Kyrie, Eleison (Lord, have mercy)!
Kyrie, Eleison (Lord, have mercy)!
Echo, echo, did those pleas ring, greater than any church bell tolled high atop derelict churches, incessantly as if lengthened in eternity.
The eternity of the Gale.
The Eternal Gale.
Solan could no longer feel, hear, nor see.
To seek the unknowable was to seek nothing.
Seek nothing he did, and it was nothing he would become. Still, in nothingness was he bestowed one single image.
Ethiron, stirring, time and space drawn into their horizon, a single scream stretched out into an eon.
...
...
...
The Depths subsumed him.
He came to sleep, e'er dreaming.
***
"The Fourth Gift.
At last, the long-forgotten Song rings on and spreads
Its wings, its wondrous nature now in full revealed!
'Tis a lament, with sadness ripe! and yet within,
A sea-soaked ember - hope! - is still concealed!
Unebbing. unabating. ceaseless. such are the tenebrous waves that claim us on the highest seas - in storms, in gales, in tempests wild.
When toll the bells, awash in brine we sink, once drowned to never rise again.
...But float to land perhaps once more, upon the crashing of the tide."
― 'To Sleep, Dreaming' (Contour 4)
***
A/N: Originally wanted to use Maestro Evengarde Rest (The best Deepwoken lore character no competition) as the crossover character, but then I wouldn't be able to do the whole stats thing that Deepwoken players have. So I settled with my first ever OC... not too proud, considering how much I prefer writing crossover characters.
Solan is a name I derived from Rogue Lineage, where the God of Order of that game's lore was named Solan. Malkavian comes from House Malkavian that also came from Rogue Lineage. Rogue Lineage imo was a trash game with an even trashier community, and only the lore was cool. Never found enjoyment playing it, and glad I never did because other games I played during its time were far superior (I.e., actual games like Final Fantasy and Soulsborne games).
Deepwoken is the only Roblox game that has lore and literal written books that read well, along with the only combat (for its time) which was reminiscent of Sekiro (best combat of any game imo). Game felt like an actual fantasy world, with realistic dialogue pertaining to the characters born during its time—that being during a more archaic history compared to modern world.
Which makes sense, since the developers of Deepwoken have read actual fantasy books such as Stormlight Archive.

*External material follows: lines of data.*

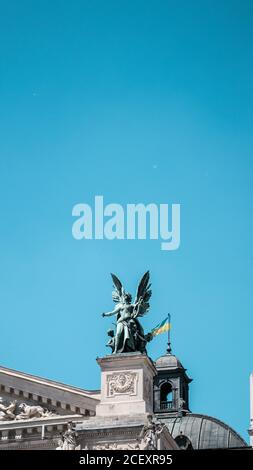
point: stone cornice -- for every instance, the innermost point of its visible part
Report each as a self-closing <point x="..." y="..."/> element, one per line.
<point x="49" y="383"/>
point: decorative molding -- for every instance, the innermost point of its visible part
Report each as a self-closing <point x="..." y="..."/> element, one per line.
<point x="122" y="383"/>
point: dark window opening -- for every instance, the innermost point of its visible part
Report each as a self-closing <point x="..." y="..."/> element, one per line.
<point x="183" y="442"/>
<point x="166" y="396"/>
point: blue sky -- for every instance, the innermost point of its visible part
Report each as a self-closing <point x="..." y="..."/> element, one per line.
<point x="144" y="101"/>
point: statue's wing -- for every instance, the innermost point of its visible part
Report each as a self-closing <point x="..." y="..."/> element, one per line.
<point x="117" y="293"/>
<point x="143" y="295"/>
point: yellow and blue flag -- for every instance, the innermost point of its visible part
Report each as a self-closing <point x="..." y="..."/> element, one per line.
<point x="162" y="327"/>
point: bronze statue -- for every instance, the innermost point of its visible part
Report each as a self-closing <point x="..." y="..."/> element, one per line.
<point x="129" y="335"/>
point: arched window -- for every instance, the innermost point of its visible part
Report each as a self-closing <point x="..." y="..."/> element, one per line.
<point x="166" y="396"/>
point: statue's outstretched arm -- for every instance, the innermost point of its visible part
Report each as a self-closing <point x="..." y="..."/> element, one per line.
<point x="114" y="312"/>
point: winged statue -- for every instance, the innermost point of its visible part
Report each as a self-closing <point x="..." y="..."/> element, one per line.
<point x="129" y="335"/>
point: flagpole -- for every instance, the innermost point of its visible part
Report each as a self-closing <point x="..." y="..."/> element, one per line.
<point x="169" y="342"/>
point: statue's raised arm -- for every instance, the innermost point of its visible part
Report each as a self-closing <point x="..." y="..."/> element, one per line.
<point x="143" y="294"/>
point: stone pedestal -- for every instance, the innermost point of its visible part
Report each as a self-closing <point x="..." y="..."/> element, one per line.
<point x="126" y="385"/>
<point x="125" y="407"/>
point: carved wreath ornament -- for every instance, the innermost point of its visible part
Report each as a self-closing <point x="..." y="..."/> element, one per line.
<point x="124" y="383"/>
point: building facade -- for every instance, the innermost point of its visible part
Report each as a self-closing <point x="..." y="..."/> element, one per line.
<point x="141" y="403"/>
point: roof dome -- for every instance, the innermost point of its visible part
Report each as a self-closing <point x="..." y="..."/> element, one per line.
<point x="168" y="361"/>
<point x="204" y="432"/>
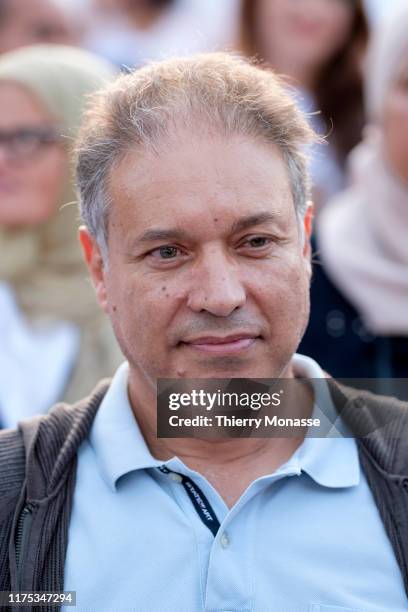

They knew what they were doing.
Thought of Bloodborne and realized ignorant I am of Bloodborne's lore, but with the 1000+ hours I have in Deepwoken and my fixation on its own lore, I think I could do a fun little drabble of a crossover pertaining it because of how fitting its whole environment and feel is to the eldritch sea of Arknights.
Sadly, Deepwoken as a game has been more fixated on PVP rather than the lore which had me so invested in the whole premise in the first place, which is wild for a goddamn Roblox game fixed with a rather toxic community (especially its competitive side).
It's just that the story and lore potential of Deepwoken has only been scraped by the surface of a massive iceberg, with the developers not having done much and what I can only consider the barebones of developing it.
Reading Deepwoken lore books in the game provides a good perspective and story, but I'd much prefer if there was gameplay or progression based on an actual story that the player can be involved in. Such as the whole storyline with the Duke of Erisia and the Lord Regent—that was quite literally the peak of Deepwoken barring the Maestro boss-fight release.
Deepwoken is nowhere near the level of other actual good games I've played, such as Sekiro, Elden Ring, yadda yadda yadda, but gosh... it could be so captivating in its lore, and I really wish I could be enamored as I was back then being able to expend hundreds of hours into it, but it just doesn't bring the same joy anymore.
My bad for the yap sesh, it's more of a vent of what I'm feeling about the current state of Deepwoken. So much potential wasted.